Por outro lado, assiste-se ao livre campear dos grandes interesses das seguradoras, sempre em detrimento dos mais que legítimos direitos dos cidadãos, em geral, e dos trabalhadores acidentados ou doentes, em particular.
Na verdade, desde há pelo menos 28 anos, as mesmas seguradoras têm ilegitimamente embolsado (tal como denunciou recentemente Ana Andrade, ex-directora do departamento jurídico do Centro Hospitalar de Lisboa Central) dezenas de milhões de euros. Isto, simplesmente por (devido à inépcia, ou pior, dos nossos governantes) o Sistema Nacional de Saúde estar indevidamente a pagar comparticipações de medicamentos que afinal deveriam ser suportadas pelas mesmas seguradoras, em virtude de esses medicamentos terem sido prescritos a vítimas de acidentes cuja responsabilidade está, legal ou contratualmente, a cargo das Companhias de Seguros.
Mas como se isso já não fosse um escândalo, todos os dias há trabalhadores acidentados a quem os serviços clínicos das companhias de seguros se recusam, contra lei expressa[5], a fornecer os respectivos exames e relatórios médicos e, pior, a quem dão “altas sem desvalorização”, não obstante as patentes e graves incapacidades de que padecem. Trabalhadores sinistrados esses que se vêm assim obrigados a ir para um processo judicial no qual, depois, e se não houver acordo (e quase nunca há porque a seguradora pretende sempre baixá-lo…) quanto ao grau de incapacidade estabelecido pelo perito do Tribunal, têm de arranjar um perito médico próprio e, se quiserem estar representados, não pelo Ministério Público mas por Advogado, ainda têm de pagar taxas e custas judiciais.
O resultado de tudo isto é que, primeiro, os acidentes ou as doenças profissionais são criminosamente tornados como praticamente “inevitáveis” e uma espécie de “fatalidade” do destino”. E, uma vez ocorridos, não apenas não há reparação adequada da incapacidade daí resultante (até porque, dados os baixos salários e as fórmulas legais de cálculo das pensões, estas são uma autêntica miséria) como também, se não conseguir continuar a trabalhar como dantes, o trabalhador, já de si incapacitado, vai é acabar enxotado como um trapo, forçado a sofrimentos inauditos ou até mesmo despedido.

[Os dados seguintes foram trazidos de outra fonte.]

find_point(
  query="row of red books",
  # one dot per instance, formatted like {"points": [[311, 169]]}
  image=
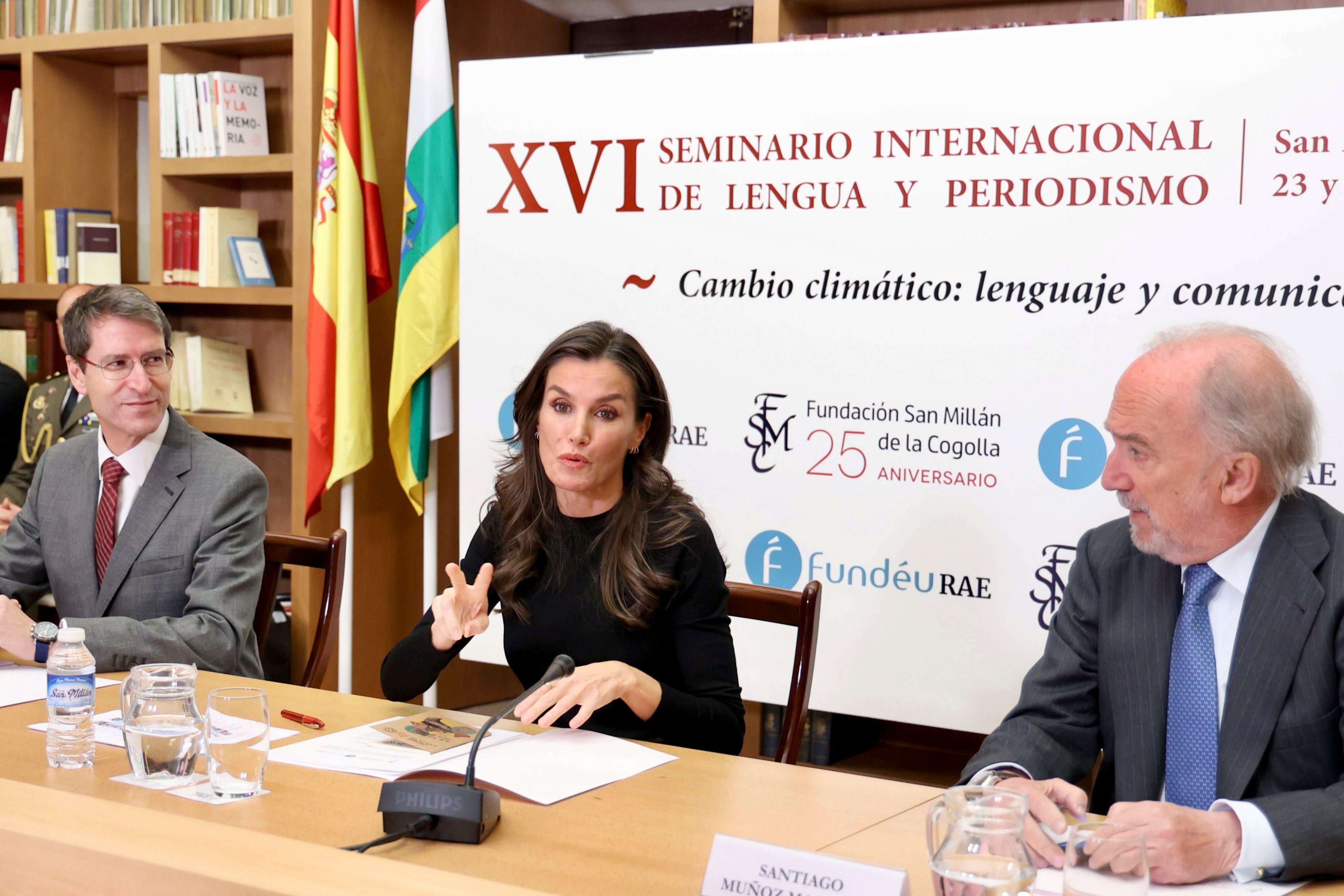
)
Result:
{"points": [[182, 249], [881, 34]]}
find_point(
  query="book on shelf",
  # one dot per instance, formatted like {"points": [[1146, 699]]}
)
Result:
{"points": [[217, 226], [27, 18], [49, 233], [179, 395], [251, 261], [14, 127], [10, 83], [99, 253], [217, 375], [1155, 8], [18, 215], [62, 229], [11, 248], [212, 115], [182, 240], [14, 350]]}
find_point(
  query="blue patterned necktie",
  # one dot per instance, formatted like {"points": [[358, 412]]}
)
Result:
{"points": [[1193, 699]]}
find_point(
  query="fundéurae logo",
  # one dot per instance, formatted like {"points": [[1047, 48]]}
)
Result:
{"points": [[775, 561], [506, 418], [1072, 453]]}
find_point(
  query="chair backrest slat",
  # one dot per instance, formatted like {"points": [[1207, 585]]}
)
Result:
{"points": [[799, 609], [327, 555]]}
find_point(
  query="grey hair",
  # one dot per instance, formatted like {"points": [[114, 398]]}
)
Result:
{"points": [[113, 300], [1245, 410]]}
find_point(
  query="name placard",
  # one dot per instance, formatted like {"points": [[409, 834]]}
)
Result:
{"points": [[752, 868]]}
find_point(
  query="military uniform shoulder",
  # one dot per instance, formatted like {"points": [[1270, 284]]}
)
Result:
{"points": [[54, 385]]}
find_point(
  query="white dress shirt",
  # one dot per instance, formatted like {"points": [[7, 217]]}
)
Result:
{"points": [[136, 463], [1261, 853]]}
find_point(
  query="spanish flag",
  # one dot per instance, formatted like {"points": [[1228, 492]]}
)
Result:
{"points": [[350, 268], [420, 401]]}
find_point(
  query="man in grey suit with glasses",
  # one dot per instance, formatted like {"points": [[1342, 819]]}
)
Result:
{"points": [[1201, 641], [147, 532]]}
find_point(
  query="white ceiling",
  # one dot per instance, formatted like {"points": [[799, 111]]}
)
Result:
{"points": [[590, 10]]}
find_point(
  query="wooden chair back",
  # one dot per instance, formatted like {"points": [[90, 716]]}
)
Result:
{"points": [[799, 609], [319, 554]]}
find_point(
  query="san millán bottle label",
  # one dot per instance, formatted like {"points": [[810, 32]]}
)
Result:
{"points": [[69, 692]]}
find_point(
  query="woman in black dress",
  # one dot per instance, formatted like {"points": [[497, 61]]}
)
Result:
{"points": [[590, 549]]}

Aqueles que se perguntam se Portugal é “uma República soberana baseada na dignidade da pessoa humana” (como enfaticamente reza o artº 1º da Constituição), procurem, pois, a resposta junto dos trabalhadores vítimas de acidentes ou de doenças profissionais, ou dos seus familiares, tudo gente que diariamente é forçada a encarar a tragédia de uma vida para sempre destruída.
António Garcia Pereira
[1]Estudo promovido pela Associação Nacional dos Deficientes Sinistrados no Trabalho em parceria com o Instituto de Sociologia e com a Faculdade de Psicologia e Ciências da Educação da Universidade do Porto.
[2]Lei nº 11/2014, de 6/3, em particular o seu artº 6º.
[3]Acórdão nº 786/2017, de 13/12/2017, aprovado por maioria.
[4]Artº 59º, nº 1, al f).
[5]Artº 36º da Lei nº 98/2009, de 4/9.